Wallflowers, pansies and viola plants can be planted now.

Prune late flowering shrubs.

Climbing and rambling roses can now be pruned. Cut out dead or diseased branches, tie new shoots to their climbing support and cut side shoots that have born flowers back by two-thirds. Keep an eye on the pruned plants and give them a good start to next season by feeding in the spring.

Fruit and veg:

Sweetcorn should be ready now. To check if the cobs are ready squeeze a kernel and pick if a milky sap is released.

Start to clear the ground for autumn by removing crops as they finish. Compost what you can but dispose of diseased plants elsewhere.

Cover brassica plants to protect them from birds. Remember to keep netting taught to avoid trapping birds.

Start planting onion sets and garlic for next year. Putting some nutrition into the ground in the shape of manure or compost will help them get a good start. Both onions and garlic need good drainage.

Rotting fruit on fruit trees can spread disease. Keep checking for and removing bad fruits.

Pick raspberries as they appear. This is another fruit that freezes well if you have a glut and want to enjoy garden fruit in the winter.

Keep an eye on squashes and pumpkins as the weather gets wetter. They may not be ready to be harvested yet and might need protection. Use a piece of wood or slate to keep fruits off the ground.

Other jobs:

Clean out your greenhouse. For a deep clean, fumigate it to kill off any pests and diseases. Cold frames can be given a good clean too, ready for use again.

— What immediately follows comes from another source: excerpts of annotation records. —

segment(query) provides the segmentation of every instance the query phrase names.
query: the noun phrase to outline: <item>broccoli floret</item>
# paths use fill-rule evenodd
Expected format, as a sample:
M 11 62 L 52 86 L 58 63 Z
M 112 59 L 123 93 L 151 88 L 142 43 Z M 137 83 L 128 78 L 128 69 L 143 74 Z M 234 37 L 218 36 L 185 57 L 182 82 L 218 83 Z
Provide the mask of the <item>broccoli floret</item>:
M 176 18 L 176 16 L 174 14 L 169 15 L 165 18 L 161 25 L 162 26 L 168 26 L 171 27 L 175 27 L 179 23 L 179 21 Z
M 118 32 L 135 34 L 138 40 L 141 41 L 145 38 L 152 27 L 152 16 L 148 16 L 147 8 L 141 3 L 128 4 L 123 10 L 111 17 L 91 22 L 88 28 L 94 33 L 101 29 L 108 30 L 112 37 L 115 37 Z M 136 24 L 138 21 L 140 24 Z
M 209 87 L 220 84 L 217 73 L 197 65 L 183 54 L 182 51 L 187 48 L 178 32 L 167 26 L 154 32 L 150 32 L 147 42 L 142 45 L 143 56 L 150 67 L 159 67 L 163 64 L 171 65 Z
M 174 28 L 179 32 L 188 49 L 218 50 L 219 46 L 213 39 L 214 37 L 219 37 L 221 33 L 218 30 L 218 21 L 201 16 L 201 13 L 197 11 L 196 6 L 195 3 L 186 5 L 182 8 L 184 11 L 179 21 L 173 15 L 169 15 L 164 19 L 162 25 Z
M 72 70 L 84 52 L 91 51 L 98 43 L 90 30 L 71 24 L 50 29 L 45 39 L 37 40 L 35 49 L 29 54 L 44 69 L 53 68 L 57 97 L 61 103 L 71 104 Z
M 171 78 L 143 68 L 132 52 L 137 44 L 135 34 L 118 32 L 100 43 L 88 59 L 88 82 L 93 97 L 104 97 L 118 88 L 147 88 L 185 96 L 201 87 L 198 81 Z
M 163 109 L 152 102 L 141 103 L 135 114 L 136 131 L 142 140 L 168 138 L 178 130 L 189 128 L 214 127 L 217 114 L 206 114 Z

Plant green manures to improve soil condition and keep down weeds. There are a variety of green manure crops. Some will grow very quickly before being dug in, others will last over the winter before being incorporated in the spring before planting your vegetables. Find the right mix for your soil conditions and planting plans.

Any new plants going in will need plenty of watering to support their growth. Inside though, you can start to cut down on the amount of water you’re giving to your houseplants.